- Jackie Coates - CEO, Telstra Foundation
Why Digital Women Rangers are redesigning the future of digital skills
International Women’s Day has got me thinking about the time I’ve spent over the past year, with our Digital Women Rangers. They are an incredible group of First Nations women who are redefining what digital capability looks like in remote communities, and who are showing Australia that the best innovation happens when cultural knowledge and technology come together on Country.
This initiative is funded by Telstra Foundation and CSIRO and supported by Indigenous partners and Charles Darwin University (CDU). What makes it so special is that we (the institutions) sit deliberately in the back seat. The real leaders are the “digital boss ladies” who sit side by side with women researchers and guide the governance, shape the decisions, and keep us grounded in what matters for their communities.

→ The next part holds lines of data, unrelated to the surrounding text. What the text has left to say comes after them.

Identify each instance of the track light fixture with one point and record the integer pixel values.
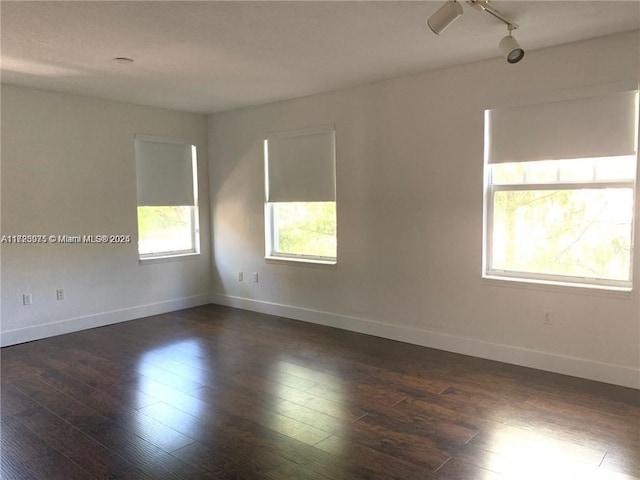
(451, 10)
(510, 48)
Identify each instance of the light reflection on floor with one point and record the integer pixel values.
(532, 455)
(309, 418)
(168, 422)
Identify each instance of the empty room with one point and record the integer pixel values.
(319, 240)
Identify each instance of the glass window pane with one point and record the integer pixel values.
(165, 229)
(541, 172)
(577, 233)
(305, 228)
(558, 171)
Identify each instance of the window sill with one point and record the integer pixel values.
(302, 262)
(555, 286)
(168, 258)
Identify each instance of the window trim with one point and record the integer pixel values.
(549, 278)
(176, 255)
(271, 242)
(271, 255)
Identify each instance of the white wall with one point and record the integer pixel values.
(68, 167)
(410, 166)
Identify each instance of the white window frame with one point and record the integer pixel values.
(550, 279)
(194, 251)
(271, 241)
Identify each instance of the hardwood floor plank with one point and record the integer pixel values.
(217, 393)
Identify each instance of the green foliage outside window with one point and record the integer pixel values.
(305, 228)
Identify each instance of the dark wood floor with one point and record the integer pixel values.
(218, 393)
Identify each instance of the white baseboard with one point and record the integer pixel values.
(551, 362)
(37, 332)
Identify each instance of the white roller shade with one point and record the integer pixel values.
(164, 172)
(301, 166)
(599, 126)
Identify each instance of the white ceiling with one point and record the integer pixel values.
(210, 56)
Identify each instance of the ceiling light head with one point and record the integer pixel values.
(444, 16)
(511, 49)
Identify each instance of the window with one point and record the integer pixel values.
(553, 214)
(166, 173)
(300, 209)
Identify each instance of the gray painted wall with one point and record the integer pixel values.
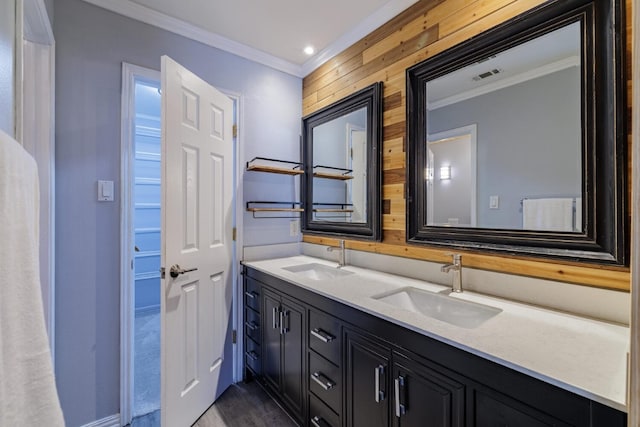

Learning digital skills the right way, on Country, with culture at the centre
One of the most exciting parts of this work has seen the codesigning of digital badges that guide and recognise the cultural and technical skills needed to collect and use data to monitor Country. These aren’t dry, classroom-style learning modules. They’re built around real activities negotiating why and how data needs to be collected, learning how to use digital tools (like camera traps and acoustic monitors) to help rangers hear and see changes on Country, caring for data in culturally safe ways and engaging in peer-to-peer learning opportunities with other women rangers so women can learn and build digital skills together
Consent, speaking to Elders, checking cultural protocols, and tracking digital confidence throughout the process are all core components. The process acknowledges that knowledge is held in community, and that any digital skill must be embedded respectfully within that knowledge system.
As one ranger said while identifying birds through acoustic recordings recorded at a local billabong “it’s like a little music they’re singing to.” That line has stayed with me. It’s a reminder that technology becomes meaningful only when it’s connected back to place, story and Country.
A new model to build a program through long-term, place-based partnerships
What we’re building together is more than a digital inclusion and innovation program, it’s a new model of partnership. One where long-term relationships matter, local knowledge is the starting point, and the agenda is shaped by community, not institutions.
Every ranger group in the program nominates two women to the digital boss lady governance committee. Together, they decide what to support and how digital inclusion and innovation experiments will be tried each year, whether that’s public storytelling, trying new digital tools, or co‑designing ethical AI practices. Their leadership ensures the work remains grounded, safe and ambitious.
For us at the Telstra Foundation, this is exactly the kind of long term, locally led, nationally significant partnership we want to back. It reflects our commitment to supporting digital inclusion and innovation in a way that strengthens culture, builds confidence, and respects the knowledge that has been here for tens of thousands of years.
Australia has a cultural advantage
Spending time with the Digital Women Rangers who are building strong data and skills for Healthy Country makes something very clear: Western science and Indigenous science need to work together to build digital transition pathways for a sustainable future. Embedding digital tools into knowledge and stewardship practices is not just innovative; it represents an entirely new way of doing science and achieving our digital and sustainability goals. One where Country offers a nourishing and safe space to guide and embody First Nation ways of learning, offering opportunities to participate on one’s own terms, and to guide who and how data collectors and carers are included and recognised. I live in the city, and the knowledge I’ve witnessed, the way Country “speaks”, and Rangers respond, has opened my eyes to new ways we can nourish digital skills the right way.
Impact requires a long game
What inspires me most is that this is only the beginning. Each year will look different. The digital inclusion and innovation pathways will evolve. The stories about Country using data will deepen. And the women at the heart of this work will continue shaping it in ways that make sense for their Country and communities.
We are here for the long game, and this initiative while improving digital confidence also offers a blueprint for how Australia can harness its cultural advantage, to support a digital transition through responsible AI and digital applications, towards a sustainable nation.